From a Wall Street Journal story by Julie Halpert headlined “A Former ER Doctor Finds New Ways to Use Her Medical Skills in Retirement”:
As an emergency-room physician, Paula Glosserman didn’t have time for much else for many years.
“I loved my job and never doubted that I made the right decision,” she says.
Even so, she grew weary of working overnight, weekend and holiday shifts.
She decided to take full early retirement at 58. It allowed her a pension while she continued to work at a reduced schedule for the next seven years.
Now Dr. Glosserman, who is 69 and lives in Los Angeles, is busier than ever, removing tattoos, working as a summer-camp doctor and coaching medical-school students.

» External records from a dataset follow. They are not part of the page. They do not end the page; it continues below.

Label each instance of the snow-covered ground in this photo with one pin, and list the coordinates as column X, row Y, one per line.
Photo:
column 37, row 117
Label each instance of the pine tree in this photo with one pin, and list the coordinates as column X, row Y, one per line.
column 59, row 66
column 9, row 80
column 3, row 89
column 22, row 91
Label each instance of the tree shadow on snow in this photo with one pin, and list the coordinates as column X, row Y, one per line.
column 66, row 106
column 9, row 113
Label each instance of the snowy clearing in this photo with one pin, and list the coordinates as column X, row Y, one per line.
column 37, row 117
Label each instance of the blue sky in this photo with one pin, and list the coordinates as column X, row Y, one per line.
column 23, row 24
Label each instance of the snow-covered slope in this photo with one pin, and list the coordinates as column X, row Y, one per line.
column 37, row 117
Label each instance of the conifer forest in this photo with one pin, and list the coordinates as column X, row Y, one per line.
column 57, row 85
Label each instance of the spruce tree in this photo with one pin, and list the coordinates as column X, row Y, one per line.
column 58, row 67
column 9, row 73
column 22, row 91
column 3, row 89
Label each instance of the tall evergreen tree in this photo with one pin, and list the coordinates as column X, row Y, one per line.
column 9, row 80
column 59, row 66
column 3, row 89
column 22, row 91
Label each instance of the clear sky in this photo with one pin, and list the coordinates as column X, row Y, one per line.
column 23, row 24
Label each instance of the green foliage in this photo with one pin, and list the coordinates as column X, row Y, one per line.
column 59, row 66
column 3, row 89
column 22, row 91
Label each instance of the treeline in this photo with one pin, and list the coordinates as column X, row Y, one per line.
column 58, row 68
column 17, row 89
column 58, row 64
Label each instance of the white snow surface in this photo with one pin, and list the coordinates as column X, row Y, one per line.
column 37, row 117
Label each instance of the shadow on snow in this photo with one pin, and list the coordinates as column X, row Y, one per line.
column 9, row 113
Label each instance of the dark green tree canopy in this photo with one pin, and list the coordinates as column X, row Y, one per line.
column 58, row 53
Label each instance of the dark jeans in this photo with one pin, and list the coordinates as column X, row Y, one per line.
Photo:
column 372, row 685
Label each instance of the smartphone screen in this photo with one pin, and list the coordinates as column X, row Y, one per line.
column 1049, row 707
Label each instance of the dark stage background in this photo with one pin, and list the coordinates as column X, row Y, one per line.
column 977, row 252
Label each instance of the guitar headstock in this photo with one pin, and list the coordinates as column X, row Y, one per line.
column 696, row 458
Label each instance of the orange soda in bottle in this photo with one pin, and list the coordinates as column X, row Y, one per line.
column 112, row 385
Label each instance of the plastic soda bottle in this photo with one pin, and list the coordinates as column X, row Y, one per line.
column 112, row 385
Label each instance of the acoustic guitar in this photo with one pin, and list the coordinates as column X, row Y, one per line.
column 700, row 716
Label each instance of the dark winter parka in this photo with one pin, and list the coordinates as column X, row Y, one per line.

She had started to explore other ways to help people well before retiring. In 2000, she met a person who helped develop a tattoo-removal program as part of Homeboy Industries, a nonprofit that provides support to former gang members and other marginalized members of society.
“I thought that was an amazing way to have a palpable impact on somebody’s life that’s so dramatic and so transformative,” she says. “It spoke to me right away.” She became the volunteer medical director in 2015.
“Taking off unwanted tattoos helps a person get a fresh start in their lives with a clean slate,” she says. “It provides an opportunity for them to thrive without the stigma, shame and regret of a prior life.”
When removing a swastika from a formerly incarcerated client in 2019, Dr. Glosserman, who is Jewish, asked him if he ever had a Jewish friend. “I do now,” he replied. She says she has had many such positive exchanges. “Every day, it’s just so emotionally fulfilling.”
She also has been spending more time at a summer camp on Catalina Island. She started volunteering there as a camp doctor in 1995 for one week a summer. Since retiring she has increased that to three weeks.
“It’s my happy place,” Dr. Glosserman says of the camp, where children engage in hiking, swimming and other activities. “I chose emergency medicine as a specialty partly because I could work in my pajamas (scrubs),” she says. “Working in a bathing suit is even better.”
Last fall she started a paying gig as a student coach at the Keck School of Medicine at the University of Southern California. She has a group of first-year students whom she coaches throughout their four years of medical school. She sees this as particularly important as med-school students have faced significant mental-health challenges in recent years. Her goal is “to find the problems and then make suggestions to lead the students to the right people who might help them.”
Dr. Glosserman says her current pursuits provide her with a variety of fulfilling purposes. “One of my greatest challenges at this point in my life is surrendering to aging,” she says. “I still feel that I have something to contribute, and when I don’t is when I’ll stop.”